We're now ready to sample the model with NUTS. We use Dan Foreman-Mackey's modification to the default `PyMC3` sampler `exoplanet.get_dense_nuts_step()` which includes an improved tuning schedule. By default, the NUTS implementation in `PyMC3` assumes a diagonal mass matrix. The modified sampling procedure in `exoplanet` uses a dense matrix which is tuned in 4 short runs to estimate the inverse of the covariance matrix of the model parameters. Effectively this means that the parameter space is rescaled such that the posterior is as close as possible to a multivariate Gaussian with an identity matrix as the covariance matrix. For more details of the imporoved tuning schedule, see [here](https://dfm.io/posts/pymc3-mass-matrix/). 

In [None]:
import exoplanet as xo

with pspl_model:
    # Print initial logps
    initial_logps = [RV.logp(pspl_model.test_point) for RV in pspl_model.basic_RVs]
    print("Initial values of log priors:", initial_logps)

    # Run sampling
    trace = pm.sample(tune=500, draws=1000, cores=4, step=xo.get_dense_nuts_step())

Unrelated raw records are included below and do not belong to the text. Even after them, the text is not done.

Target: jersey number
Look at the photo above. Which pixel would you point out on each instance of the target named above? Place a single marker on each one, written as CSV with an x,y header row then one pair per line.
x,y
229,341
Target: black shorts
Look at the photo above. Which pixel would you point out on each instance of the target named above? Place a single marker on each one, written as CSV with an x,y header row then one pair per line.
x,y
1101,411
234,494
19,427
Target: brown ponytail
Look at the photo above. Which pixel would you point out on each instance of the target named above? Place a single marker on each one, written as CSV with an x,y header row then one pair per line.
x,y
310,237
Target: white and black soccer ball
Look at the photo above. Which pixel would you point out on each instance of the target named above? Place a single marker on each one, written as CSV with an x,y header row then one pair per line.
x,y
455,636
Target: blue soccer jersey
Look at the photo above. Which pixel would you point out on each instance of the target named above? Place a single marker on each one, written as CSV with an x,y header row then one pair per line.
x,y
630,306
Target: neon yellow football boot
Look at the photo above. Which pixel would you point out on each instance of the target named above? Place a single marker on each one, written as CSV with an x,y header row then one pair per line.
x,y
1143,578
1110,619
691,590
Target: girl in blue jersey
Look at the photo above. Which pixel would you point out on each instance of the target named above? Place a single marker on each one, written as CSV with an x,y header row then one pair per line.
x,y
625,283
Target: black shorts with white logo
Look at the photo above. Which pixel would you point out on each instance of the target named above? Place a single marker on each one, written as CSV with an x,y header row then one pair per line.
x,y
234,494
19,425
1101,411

To check how the sampling turned out, we can use built in methods from `PyMC3`

In [None]:
pm.summary(trace)

Not bad, we have thousands of effective samples for less than a minute of sampling time.

We can also plot a traceplot of the chain

In [None]:
pm.traceplot(trace, figsize=(8, 12));

The traceplot also includes the deterministic variables we've specified in the model. In this case we've added a variable
`m_source`, the posteior over the source star brightness in magnitudes and the blending ratio `g` which is the ratio of the background flux due to other unresolved stars in the vicinity of the source star and the source star flux.

Let's check the autocorrelation times of the chains

In [None]:
pm.autocorrplot(trace, figsize=(6, 15));

and plot the posterior means and highest posterior density intervals

In [None]:
pm.plot_posterior(trace, figsize=(8, 8));

and a corner plot

In [None]:
pm.pairplot(
    trace, figsize=(8, 8), var_names=["Delta_F", "F_base", "c", "t_0", "u_0", "t_eff"]
);

When interpreting this plot, we have to remember that the actual sampling happens in the sapace of the transformed parameters while the `pm.pairplot()` function plots the samples in the original space.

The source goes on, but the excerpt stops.